AutoPINN: When AutoML Meets Physics-Informed Neural Networks
This work addresses the problem of inefficient and resource-intensive PINN design for engineers and researchers in scientific and engineering domains, offering an incremental improvement through automation.
The paper tackles the challenge of manually designing Physics-Informed Neural Networks (PINNs) for tasks like estimating unobservable parameters in Power Electronic Converters, which is time-consuming and suboptimal. It proposes AutoPINN, an automated framework combining AutoML and PINNs, and demonstrates that it finds more accurate models than human-designed state-of-the-art PINNs using fewer resources.

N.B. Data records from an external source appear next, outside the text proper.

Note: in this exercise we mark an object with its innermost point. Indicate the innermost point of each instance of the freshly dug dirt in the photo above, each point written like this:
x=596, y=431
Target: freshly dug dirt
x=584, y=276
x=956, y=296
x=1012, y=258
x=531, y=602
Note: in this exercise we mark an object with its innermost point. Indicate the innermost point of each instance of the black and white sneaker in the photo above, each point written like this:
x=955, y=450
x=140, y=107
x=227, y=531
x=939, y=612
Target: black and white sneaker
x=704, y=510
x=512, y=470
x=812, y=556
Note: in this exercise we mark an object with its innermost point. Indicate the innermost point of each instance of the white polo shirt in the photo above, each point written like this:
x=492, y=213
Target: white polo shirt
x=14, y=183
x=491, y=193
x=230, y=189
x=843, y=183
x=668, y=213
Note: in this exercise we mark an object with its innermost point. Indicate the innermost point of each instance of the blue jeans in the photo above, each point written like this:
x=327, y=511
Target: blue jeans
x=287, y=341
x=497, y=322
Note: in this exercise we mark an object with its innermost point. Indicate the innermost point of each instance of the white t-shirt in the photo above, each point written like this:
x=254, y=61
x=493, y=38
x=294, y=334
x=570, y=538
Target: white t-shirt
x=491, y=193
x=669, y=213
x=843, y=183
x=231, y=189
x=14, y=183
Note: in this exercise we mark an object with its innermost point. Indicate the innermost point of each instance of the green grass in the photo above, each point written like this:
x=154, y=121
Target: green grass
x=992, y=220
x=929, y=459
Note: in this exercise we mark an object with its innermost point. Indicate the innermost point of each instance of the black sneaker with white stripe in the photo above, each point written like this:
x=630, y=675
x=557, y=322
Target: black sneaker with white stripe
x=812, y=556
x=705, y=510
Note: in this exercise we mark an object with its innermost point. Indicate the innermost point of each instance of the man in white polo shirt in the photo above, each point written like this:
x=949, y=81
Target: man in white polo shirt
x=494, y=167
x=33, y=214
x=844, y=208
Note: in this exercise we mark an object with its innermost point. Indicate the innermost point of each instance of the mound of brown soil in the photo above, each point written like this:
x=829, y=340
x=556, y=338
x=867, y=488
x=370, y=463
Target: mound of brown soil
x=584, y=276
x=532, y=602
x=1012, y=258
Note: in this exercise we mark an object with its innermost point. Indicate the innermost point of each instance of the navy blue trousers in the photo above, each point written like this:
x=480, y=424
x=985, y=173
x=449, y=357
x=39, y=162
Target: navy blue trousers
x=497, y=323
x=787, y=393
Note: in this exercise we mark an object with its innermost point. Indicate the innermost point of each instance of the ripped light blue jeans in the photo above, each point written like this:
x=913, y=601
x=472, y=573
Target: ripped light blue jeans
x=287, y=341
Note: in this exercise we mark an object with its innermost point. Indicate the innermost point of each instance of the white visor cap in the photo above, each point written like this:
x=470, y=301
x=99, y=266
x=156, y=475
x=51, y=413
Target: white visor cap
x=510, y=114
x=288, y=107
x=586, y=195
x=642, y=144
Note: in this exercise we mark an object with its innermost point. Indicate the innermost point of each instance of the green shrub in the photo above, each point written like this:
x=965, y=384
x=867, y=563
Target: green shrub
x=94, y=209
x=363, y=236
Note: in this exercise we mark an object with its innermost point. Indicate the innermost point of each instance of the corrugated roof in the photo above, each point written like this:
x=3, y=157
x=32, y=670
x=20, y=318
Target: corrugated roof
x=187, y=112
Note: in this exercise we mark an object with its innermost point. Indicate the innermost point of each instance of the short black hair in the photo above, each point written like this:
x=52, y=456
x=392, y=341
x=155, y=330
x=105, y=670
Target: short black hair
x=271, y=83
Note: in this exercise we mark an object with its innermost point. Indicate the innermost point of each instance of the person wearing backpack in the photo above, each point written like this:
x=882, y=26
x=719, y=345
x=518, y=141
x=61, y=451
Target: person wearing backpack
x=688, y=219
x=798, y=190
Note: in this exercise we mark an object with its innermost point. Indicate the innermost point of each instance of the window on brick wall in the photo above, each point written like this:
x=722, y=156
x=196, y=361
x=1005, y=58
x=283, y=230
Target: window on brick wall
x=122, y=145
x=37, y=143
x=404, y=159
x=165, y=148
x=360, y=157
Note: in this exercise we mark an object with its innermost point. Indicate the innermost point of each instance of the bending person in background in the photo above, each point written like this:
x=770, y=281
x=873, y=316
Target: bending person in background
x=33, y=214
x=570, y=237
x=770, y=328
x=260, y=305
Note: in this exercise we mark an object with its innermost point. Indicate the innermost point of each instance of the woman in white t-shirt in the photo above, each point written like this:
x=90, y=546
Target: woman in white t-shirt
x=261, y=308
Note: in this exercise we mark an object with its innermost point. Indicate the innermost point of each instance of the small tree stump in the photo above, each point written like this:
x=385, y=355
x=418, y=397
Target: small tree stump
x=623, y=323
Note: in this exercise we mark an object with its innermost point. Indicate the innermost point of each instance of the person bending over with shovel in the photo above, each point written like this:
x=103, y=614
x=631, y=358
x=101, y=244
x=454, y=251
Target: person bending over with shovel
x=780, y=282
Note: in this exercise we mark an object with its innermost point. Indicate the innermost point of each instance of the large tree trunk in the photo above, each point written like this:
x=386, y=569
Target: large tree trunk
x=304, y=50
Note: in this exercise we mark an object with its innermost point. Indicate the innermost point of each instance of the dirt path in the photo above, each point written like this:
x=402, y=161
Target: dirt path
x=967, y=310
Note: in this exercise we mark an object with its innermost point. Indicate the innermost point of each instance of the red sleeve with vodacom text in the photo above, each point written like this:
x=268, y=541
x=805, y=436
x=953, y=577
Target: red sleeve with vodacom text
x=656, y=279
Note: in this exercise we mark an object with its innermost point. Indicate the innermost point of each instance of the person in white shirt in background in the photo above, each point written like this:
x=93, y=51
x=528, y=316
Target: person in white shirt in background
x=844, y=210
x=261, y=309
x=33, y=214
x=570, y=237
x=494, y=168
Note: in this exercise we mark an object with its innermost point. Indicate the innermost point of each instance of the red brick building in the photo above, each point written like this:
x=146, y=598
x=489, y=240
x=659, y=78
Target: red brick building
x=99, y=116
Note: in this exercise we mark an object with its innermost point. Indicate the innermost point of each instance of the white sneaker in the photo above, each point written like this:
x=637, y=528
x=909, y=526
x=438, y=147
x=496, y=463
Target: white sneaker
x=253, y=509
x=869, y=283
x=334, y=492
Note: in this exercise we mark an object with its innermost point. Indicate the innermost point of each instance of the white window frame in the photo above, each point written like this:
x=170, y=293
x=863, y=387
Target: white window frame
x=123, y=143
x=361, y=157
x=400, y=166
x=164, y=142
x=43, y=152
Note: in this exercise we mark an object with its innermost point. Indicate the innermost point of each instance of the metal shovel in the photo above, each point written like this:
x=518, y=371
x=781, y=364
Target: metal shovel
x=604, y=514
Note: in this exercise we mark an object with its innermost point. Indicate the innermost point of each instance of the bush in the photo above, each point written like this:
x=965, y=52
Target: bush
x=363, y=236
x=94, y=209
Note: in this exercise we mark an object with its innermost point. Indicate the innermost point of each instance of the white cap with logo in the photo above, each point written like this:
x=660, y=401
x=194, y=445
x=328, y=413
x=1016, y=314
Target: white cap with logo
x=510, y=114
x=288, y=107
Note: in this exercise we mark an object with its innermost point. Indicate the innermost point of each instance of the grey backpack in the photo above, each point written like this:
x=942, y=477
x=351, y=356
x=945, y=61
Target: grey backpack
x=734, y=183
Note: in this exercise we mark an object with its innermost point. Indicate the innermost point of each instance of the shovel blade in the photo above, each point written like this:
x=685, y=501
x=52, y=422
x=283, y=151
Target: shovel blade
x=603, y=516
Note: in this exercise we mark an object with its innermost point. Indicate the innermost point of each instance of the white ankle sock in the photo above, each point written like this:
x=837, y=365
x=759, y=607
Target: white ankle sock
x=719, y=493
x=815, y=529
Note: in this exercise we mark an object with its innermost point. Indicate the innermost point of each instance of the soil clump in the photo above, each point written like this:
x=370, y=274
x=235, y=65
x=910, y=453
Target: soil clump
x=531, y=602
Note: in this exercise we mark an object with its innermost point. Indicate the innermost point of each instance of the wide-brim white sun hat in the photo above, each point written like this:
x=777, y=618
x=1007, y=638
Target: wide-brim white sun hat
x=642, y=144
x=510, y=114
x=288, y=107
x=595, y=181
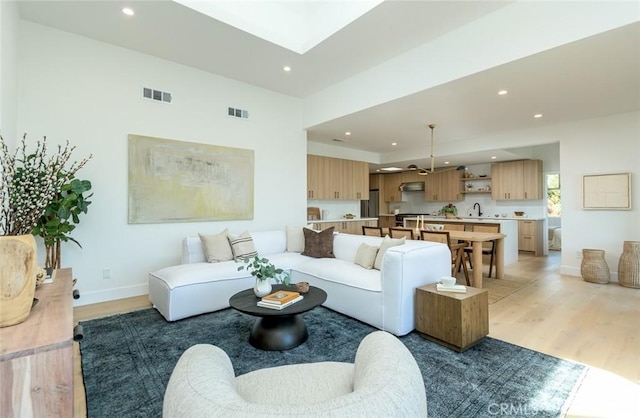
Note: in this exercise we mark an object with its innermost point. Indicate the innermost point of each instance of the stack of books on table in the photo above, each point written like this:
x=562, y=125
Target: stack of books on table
x=280, y=299
x=456, y=288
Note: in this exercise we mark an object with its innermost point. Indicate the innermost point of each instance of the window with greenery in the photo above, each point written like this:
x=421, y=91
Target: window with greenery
x=554, y=207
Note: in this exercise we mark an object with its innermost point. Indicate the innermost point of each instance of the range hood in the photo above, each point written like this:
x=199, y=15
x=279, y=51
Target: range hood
x=412, y=186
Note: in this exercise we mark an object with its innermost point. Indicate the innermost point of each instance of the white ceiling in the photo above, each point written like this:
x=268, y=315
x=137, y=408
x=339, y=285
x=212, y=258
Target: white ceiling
x=591, y=77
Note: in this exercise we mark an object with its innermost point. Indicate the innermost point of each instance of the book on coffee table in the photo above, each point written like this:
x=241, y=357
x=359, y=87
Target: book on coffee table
x=280, y=297
x=278, y=306
x=456, y=288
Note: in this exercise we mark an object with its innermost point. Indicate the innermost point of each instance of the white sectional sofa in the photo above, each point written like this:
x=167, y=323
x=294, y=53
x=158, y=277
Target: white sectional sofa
x=382, y=298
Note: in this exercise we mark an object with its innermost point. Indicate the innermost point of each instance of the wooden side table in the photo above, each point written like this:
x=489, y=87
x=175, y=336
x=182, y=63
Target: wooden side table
x=454, y=320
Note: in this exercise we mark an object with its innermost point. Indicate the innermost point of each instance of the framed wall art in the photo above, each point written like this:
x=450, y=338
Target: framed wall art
x=606, y=191
x=177, y=181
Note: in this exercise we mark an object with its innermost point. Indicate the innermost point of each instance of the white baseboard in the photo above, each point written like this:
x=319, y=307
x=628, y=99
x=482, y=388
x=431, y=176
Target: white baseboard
x=88, y=298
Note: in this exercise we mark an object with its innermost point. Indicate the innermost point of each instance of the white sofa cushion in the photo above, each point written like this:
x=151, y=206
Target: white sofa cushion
x=216, y=247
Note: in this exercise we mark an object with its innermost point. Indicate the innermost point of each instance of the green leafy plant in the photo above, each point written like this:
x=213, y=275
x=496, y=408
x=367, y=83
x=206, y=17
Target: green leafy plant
x=262, y=269
x=450, y=208
x=61, y=217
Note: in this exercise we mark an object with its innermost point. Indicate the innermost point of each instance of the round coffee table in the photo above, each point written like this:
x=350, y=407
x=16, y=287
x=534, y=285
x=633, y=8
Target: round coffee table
x=277, y=330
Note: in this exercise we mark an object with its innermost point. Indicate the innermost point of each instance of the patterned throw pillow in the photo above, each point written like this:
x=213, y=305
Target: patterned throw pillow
x=386, y=243
x=318, y=244
x=216, y=247
x=242, y=246
x=366, y=255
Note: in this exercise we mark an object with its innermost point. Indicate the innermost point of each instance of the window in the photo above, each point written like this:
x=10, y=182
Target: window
x=554, y=207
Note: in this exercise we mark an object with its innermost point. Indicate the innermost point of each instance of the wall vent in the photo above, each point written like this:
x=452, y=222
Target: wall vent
x=157, y=95
x=238, y=113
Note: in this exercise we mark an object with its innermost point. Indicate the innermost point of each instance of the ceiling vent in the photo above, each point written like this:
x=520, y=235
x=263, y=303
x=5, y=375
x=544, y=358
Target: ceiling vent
x=156, y=95
x=238, y=113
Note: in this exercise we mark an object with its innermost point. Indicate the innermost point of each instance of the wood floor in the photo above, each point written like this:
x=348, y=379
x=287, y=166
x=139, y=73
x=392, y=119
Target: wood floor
x=563, y=316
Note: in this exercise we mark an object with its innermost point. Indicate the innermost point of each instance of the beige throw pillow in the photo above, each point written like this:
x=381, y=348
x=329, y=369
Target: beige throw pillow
x=295, y=239
x=242, y=246
x=318, y=244
x=366, y=255
x=216, y=247
x=386, y=243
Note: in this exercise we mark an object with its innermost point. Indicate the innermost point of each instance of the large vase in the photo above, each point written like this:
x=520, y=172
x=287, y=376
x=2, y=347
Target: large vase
x=629, y=265
x=18, y=270
x=262, y=288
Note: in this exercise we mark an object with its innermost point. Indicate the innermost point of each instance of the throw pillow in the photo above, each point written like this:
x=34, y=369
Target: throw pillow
x=295, y=239
x=384, y=246
x=366, y=255
x=216, y=247
x=242, y=246
x=318, y=244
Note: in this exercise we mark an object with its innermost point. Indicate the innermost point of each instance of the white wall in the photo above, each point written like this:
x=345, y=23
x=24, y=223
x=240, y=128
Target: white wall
x=90, y=93
x=8, y=71
x=604, y=145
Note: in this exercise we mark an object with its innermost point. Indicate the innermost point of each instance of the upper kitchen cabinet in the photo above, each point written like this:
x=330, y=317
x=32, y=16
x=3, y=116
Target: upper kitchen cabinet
x=336, y=179
x=444, y=186
x=392, y=184
x=517, y=180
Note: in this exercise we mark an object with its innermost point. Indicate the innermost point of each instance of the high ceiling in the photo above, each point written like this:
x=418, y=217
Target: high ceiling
x=591, y=77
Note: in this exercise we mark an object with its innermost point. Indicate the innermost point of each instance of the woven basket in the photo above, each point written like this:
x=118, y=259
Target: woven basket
x=594, y=267
x=629, y=265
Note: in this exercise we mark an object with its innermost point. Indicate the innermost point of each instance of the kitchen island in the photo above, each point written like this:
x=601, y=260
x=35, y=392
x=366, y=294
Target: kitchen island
x=509, y=227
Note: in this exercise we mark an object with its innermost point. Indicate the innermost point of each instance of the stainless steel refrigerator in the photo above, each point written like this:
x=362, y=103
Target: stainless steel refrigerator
x=369, y=208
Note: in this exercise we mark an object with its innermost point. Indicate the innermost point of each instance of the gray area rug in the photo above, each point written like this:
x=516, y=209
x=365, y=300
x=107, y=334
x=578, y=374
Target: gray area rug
x=127, y=361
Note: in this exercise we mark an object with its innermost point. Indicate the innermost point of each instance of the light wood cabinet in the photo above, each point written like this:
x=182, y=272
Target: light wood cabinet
x=336, y=179
x=392, y=184
x=517, y=180
x=530, y=236
x=36, y=356
x=444, y=186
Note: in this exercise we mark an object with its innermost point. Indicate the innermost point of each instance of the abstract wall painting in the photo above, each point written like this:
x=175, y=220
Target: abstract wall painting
x=177, y=181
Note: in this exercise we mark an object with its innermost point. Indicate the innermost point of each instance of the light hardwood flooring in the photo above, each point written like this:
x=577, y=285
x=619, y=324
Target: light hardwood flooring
x=563, y=316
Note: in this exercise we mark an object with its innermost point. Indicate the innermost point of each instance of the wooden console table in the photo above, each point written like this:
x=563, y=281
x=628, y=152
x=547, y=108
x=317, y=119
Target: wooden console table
x=36, y=356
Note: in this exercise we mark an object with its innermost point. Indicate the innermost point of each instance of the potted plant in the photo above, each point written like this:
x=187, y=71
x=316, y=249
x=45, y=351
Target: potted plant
x=449, y=211
x=262, y=269
x=29, y=182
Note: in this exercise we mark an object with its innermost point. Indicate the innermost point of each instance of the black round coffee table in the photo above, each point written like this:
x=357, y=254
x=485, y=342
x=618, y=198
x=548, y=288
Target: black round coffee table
x=277, y=330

Physics-Informed Neural Networks (PINNs) have recently been proposed to solve scientific and engineering problems, where physical laws are introduced into neural networks as prior knowledge. With the embedded physical laws, PINNs enable the estimation of critical parameters, which are unobservable via physical tools, through observable variables. For example, Power Electronic Converters (PECs) are essential building blocks for the green energy transition. PINNs have been applied to estimate the capacitance, which is unobservable during PEC operations, using current and voltage, which can be observed easily during operations. The estimated capacitance facilitates self-diagnostics of PECs. Existing PINNs are often manually designed, which is time-consuming and may lead to suboptimal performance due to a large number of design choices for neural network architectures and hyperparameters. In addition, PINNs are often deployed on different physical devices, e.g., PECs, with limited and varying resources. Therefore, it requires designing different PINN models under different resource constraints, making it an even more challenging task for manual design. To contend with the challenges, we propose Automated Physics-Informed Neural Networks (AutoPINN), a framework that enables the automated design of PINNs by combining AutoML and PINNs. Specifically, we first tailor a search space that allows finding high-accuracy PINNs for PEC internal parameter estimation. We then propose a resource-aware search strategy to explore the search space to find the best PINN model under different resource constraints. We experimentally demonstrate that AutoPINN is able to find more accurate PINN models than human-designed, state-of-the-art PINN models using fewer resources.